Santri juga memiliki mental baja. Dunia yang semakin keras dan penuh persaingan hanya bisa dihadapi dengan mentalitas yang kuat. Manusia yang bermental lemah akan hancur di hadapan pergerakan dan perubahan yang tidak terduga (unexpected). Dengan semakin kompleksnya permasalahan hidup, pesantren menempah santri untuk memiliki keberanian, kepercayaan diri, namun tetap rendah hati.
Santri adalah sosok yang menggabungkan dua kekuatan utama dalam hidup: akal dan hati. Dengan kekuatan ini, mereka siap mengarungi kompleksitas kehidupan sebagai ulul albab—mereka yang cerdas secara intelektual dan bijak secara spiritual.
Santri tidak mudah tertipu karena akalnya tajam, tetapi juga tidak perlu menjadi penipu karena memiliki hati nurani yang bersih.
Santri juga dibekali dengan kemampuan yang mumpuni, terutama dalam penguasaan bahasa asing. Mereka diajarkan ceramah (muhadhoroh), diskusi, hingga mujadalah (debat), baik dalam bahasa lokal maupun asing. Ini menjadi modal penting dalam menghadapi dunia global, di mana kemampuan komunikasi sangat menentukan.
Namun, lebih dari itu, santri tidak sekadar menjadi agen perubahan. Mereka harus menjadi pemimpin dalam perubahan tersebut. Dengan modal akal dan spiritualitas yang didukung oleh mental baja, santri siap menghadapi dinamika kehidupan.
Santri tidak mudah terombang-ambing oleh perubahan dunia yang tidak terduga. Mereka tetap teguh dan mampu mengatasi tantangan, bahkan dalam dunia yang semakin global dan penuh persaingan.
Santri bagaikan air segar yang mengalir, selalu menemukan jalan untuk memberikan kesegaran dan kehidupan. Mereka juga seperti pohon yang kuat, dengan akar menghujam dalam tanah, tak mudah tercabut oleh angin kencang.

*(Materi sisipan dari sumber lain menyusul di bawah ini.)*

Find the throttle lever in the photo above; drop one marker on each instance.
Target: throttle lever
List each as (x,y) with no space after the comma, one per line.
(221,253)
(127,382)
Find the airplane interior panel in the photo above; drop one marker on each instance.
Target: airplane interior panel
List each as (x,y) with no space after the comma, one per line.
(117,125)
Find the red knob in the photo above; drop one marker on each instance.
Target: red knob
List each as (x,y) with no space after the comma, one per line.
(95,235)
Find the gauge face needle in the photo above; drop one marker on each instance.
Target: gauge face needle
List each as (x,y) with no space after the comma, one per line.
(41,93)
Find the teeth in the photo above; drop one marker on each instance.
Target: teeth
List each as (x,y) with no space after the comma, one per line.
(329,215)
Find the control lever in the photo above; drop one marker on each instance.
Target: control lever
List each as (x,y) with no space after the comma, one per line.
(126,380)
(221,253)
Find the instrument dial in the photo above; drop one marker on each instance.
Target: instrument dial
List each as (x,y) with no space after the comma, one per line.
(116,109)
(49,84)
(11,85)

Santri adalah sosok “bervisi jauh ke depan, namun tetap mengakar pada dirinya”.
Selamat Hari Santri!
Udara Dubai, 22 Oktober 2022
Penulis adalah alumni Pesantren Muhammadiyah “Darul-Arqam Gombara” Makassar. Pendiri Pondok pesantren Nur Inka Nusantara Madani Amerika Serikat. Artikel ini dijapri penulis ke J5NEWSROOM.COM, Rabu 23 Oktober 2024.